Санитар потрошил бинты. Фразы я цедил сквозь зубы, изображая крайнее изнеможение. На деле уже садился без помощи, рука почти перестала дрожать. Прижми обстоятельства — одного хорошего рывка хватило бы.
Меня величали по чину, санитары лапали бережно, словно хрустальную вазу. Почет рос вместе с числом штыков. Истинно государева милость: сперва повысили, потом вдвое крепче заперли.
Эскулапы свернули склянки и ушли. У стола остались Латур с залетным штабным. Санитары привалили меня к дальней стене — нечего мешать. Толмач потерял интерес, я прикрыл глаза и обратился в слух.
Толстой слушал как эскулап зарубил ему и вино, и картишки: больному, дескать, требуется абсолютный покой. Федор Иваныч выслушал это с подозрительным смирением.
— Покой, любезнейший, наступит утром, когда меня снова примотают к доскам, — прокряхтел граф. — А сейчас плесните хоть каплю.
— Она вам во вред.
— Во вред ваше невежество, доктор. Вино лечит.
Лекарь с мольбой выкатил глаза на Латура. Полковник прикинул, что час графского нытья вымотает нервы сильнее партии в фараона, и разрешил. За стол, правда, усадил толмача и того самого штабного капитана — присматривать.
Федор Иваныч взбил подушки. Цедил подкрашенную кислятину, морщился совершенно искренне и с ходу раздувал крохотный скандал.
— Господа, я не наглею и не требую бургундского. Дайте хотя бы жидкость, которая еще помнит вкус винограда!
— Сдавайте, граф, — устало осадил его капитан.
— Когда я не скорблю за судьбу всей Европы, сдаю лучше.

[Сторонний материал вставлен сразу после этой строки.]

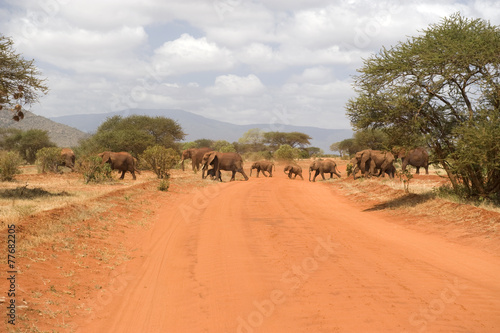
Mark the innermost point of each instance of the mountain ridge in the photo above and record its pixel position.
(200, 127)
(61, 134)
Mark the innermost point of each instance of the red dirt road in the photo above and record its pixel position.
(276, 255)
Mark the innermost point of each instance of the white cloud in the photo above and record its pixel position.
(227, 85)
(188, 54)
(98, 56)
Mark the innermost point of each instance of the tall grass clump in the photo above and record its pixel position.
(9, 165)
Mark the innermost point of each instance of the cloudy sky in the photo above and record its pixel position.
(244, 62)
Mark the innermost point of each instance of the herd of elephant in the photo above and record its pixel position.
(369, 162)
(212, 163)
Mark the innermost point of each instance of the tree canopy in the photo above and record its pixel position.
(134, 134)
(20, 83)
(293, 139)
(440, 85)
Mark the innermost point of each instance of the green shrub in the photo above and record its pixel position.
(48, 159)
(257, 156)
(9, 165)
(286, 153)
(94, 170)
(160, 160)
(163, 185)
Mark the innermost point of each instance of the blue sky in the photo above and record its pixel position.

Толстой покладисто кивнул и сгреб колоду.
Первые две сдачи он отдал без боя. Это уже традиция. Почему только французы ведутся? Потом выпотрошил капитана, следом раздел штабного, на десерт снова приложил капитана. От звонкой монеты брезгливо отмахнулся. Хотя они настаивали. Впервые вижу такое — отказ от денег ради чего-то эфемерного или услуги.

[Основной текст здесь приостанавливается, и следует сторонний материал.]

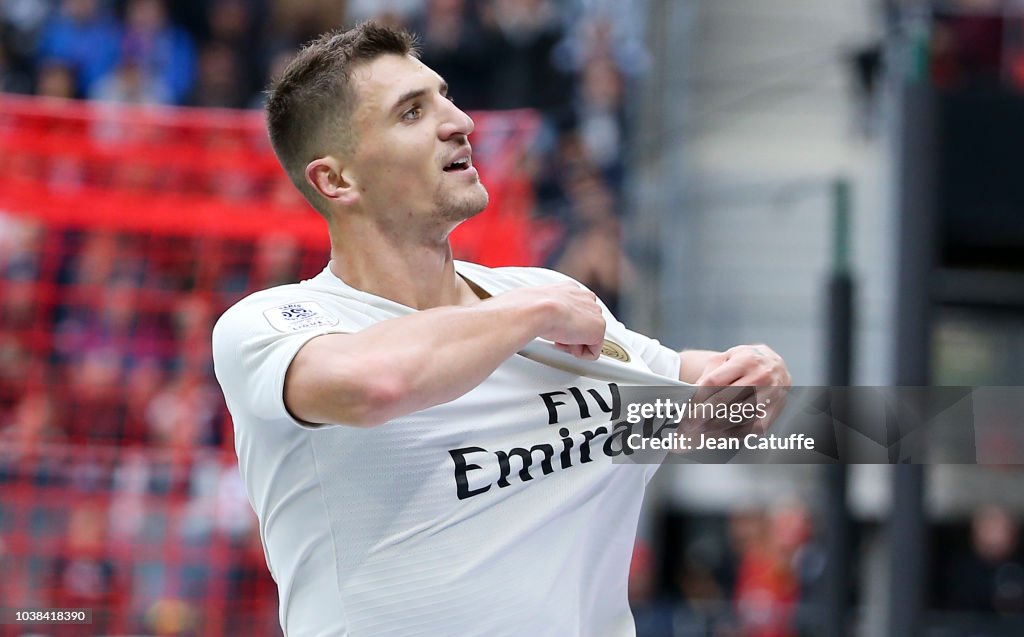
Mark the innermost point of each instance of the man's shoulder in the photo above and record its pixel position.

Главную новость глубокой ночью принес гонец с востока. Депеши при пленных, разумеется, не читали. Хватило ругани у дверей.
— Ваш царь уперся. Решил продолжать, — бросил он Толстому, тасуя колоду.

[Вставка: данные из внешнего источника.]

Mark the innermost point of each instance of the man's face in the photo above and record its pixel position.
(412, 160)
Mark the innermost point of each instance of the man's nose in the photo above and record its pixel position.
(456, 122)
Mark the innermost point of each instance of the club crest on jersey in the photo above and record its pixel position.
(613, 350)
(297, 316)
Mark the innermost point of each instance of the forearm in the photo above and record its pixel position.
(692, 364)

Граф держал карты у самой груди, берег больной бок.
— Продолжать что именно?
— Войну.
— Ответил отказом?
Капитан скосил глаза на Латура. Тот маячил у окна и грел уши.
— Он отверг условия.
— Стало быть, послал к черту.
— У вас, русских, эта дурь именуется гордостью?
— Ответом.
Француз дернулся огрызнуться. Толстой тоже не стал обострять: шлепнул карту, отдал взятку и демонстративно уткнулся в стакан.
Я задумался. А ведь до этого были слухи, что сам Александр просил о мире. Значит, не сошлись в цене.
Да уж, видать, царь уперся. Мира не будет.